Wer schweigt, stimmt zu

Seit diesem Jahr gibt es eine Instanz, die es bisher nicht gab: den Neutralitätsrat, zwölf Völkerrechtler, Historiker, ehemalige Diplomaten und Militärexperten, die völkerrechtlich relevante Vorgänge wissenschaftlich aufarbeiten und daraus Empfehlungen an die Schweizer Regierung ableiten. Sein erster Bericht behandelt ein Prinzip, das kaum jemand mehr kennt und das gerade deshalb aufschlussreich ist: das Verbot der Heimtücke.

Ein Kleinstaat verfügt nicht über die militärischen Mittel, die grössere Mächte schützen. Seine Sicherheit beruht in erheblichem Masse auf der Verbindlichkeit des Völkerrechts. Daraus folgt ein Satz, der einfach klingt und weitreichende Konsequenzen hat: In einer Ordnung, die sich nach Machtverhältnissen richtet, ist ein neutraler Kleinstaat strukturell benachteiligt; in einer Ordnung, die auf anerkannten Regeln beruht, findet er Schutz. Die Erosion des Völkerrechts — durch offene Missachtung ebenso wie durch selektive Anwendung — trifft deshalb mächtige Staaten weniger als kleine.
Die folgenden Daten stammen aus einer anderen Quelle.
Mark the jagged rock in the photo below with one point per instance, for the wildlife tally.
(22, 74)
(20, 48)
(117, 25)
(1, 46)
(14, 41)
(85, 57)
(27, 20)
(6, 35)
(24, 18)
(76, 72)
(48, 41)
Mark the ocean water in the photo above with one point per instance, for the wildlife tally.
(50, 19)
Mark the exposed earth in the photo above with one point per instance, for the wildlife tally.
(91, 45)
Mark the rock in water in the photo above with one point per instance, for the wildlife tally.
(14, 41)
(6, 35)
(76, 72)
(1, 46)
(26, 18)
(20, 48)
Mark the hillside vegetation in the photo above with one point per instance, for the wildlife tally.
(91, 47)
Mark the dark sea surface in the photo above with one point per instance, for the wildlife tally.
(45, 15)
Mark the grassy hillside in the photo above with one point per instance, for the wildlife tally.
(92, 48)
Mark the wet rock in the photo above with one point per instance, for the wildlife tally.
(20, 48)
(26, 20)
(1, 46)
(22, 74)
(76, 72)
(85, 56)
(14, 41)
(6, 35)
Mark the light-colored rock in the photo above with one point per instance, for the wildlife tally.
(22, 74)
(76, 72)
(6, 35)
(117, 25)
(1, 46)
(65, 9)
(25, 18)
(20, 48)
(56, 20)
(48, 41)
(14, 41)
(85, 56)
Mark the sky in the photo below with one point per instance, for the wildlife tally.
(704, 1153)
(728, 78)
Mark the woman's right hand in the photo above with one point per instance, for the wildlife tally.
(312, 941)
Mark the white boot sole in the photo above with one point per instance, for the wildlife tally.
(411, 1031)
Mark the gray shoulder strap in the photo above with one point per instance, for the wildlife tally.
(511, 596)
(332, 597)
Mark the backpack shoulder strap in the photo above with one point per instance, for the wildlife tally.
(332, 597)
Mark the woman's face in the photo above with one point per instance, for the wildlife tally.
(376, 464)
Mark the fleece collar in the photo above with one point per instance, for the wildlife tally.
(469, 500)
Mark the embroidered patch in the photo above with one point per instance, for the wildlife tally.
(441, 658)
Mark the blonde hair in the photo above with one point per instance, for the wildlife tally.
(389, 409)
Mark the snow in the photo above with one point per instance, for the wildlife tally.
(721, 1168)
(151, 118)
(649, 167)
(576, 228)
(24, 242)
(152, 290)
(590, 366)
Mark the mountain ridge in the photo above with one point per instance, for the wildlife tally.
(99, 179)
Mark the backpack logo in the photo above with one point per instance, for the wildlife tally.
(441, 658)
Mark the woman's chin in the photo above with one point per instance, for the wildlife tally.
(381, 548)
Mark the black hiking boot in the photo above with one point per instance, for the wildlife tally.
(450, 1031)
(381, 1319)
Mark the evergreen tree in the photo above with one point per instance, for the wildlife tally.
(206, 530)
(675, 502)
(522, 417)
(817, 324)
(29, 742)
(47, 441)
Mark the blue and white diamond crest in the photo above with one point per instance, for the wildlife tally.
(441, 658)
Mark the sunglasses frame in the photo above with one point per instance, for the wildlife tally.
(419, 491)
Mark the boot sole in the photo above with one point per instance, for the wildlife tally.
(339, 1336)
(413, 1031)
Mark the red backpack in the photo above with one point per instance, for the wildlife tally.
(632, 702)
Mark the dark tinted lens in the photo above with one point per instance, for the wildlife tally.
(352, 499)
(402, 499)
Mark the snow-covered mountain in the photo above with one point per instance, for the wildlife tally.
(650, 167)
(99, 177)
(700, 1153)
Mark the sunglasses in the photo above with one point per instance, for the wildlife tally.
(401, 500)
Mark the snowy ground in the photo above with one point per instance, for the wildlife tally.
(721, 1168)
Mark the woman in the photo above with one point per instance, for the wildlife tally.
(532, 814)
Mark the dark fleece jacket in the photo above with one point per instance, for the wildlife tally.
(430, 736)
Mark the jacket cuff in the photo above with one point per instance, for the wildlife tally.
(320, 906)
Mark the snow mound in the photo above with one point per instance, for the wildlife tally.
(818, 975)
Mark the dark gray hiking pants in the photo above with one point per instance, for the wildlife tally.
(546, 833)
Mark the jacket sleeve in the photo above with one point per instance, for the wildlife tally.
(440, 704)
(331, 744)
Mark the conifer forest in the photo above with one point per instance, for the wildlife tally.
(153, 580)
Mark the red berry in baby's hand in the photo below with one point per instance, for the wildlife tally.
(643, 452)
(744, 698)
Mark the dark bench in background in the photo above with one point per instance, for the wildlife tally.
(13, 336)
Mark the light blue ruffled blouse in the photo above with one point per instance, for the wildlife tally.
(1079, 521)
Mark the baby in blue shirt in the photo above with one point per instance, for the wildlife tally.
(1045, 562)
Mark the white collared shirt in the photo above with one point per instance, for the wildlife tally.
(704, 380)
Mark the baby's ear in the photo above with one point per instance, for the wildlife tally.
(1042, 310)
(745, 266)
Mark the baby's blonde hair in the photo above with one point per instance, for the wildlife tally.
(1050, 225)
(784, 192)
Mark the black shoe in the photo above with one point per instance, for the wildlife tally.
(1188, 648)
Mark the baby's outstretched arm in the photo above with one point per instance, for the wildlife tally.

Eine Lücke, die niemand füllte. Die Schweiz verpflichtet sich in Artikel 5 Absatz 4 der Bundesverfassung zur Beachtung des Völkerrechts. Zugleich hat sie nach Einschätzung des Neutralitätsrates in den letzten Jahren zu dessen Aushöhlung beigetragen — einerseits durch einseitige Anwendung, andererseits durch Schweigen angesichts grober Verletzungen. Bisher fehlte eine unabhängige Instanz, die solche Widersprüche wissenschaftlich aufarbeitet und einordnet. Genau diese Lücke will der Neutralitätsrat schliessen: mit periodischen, wissenschaftlich fundierten Papieren zu völkerrechtlich relevanten Themen und aktuellen Ereignissen, aus denen er Empfehlungen an die Schweizer Regierung ableitet.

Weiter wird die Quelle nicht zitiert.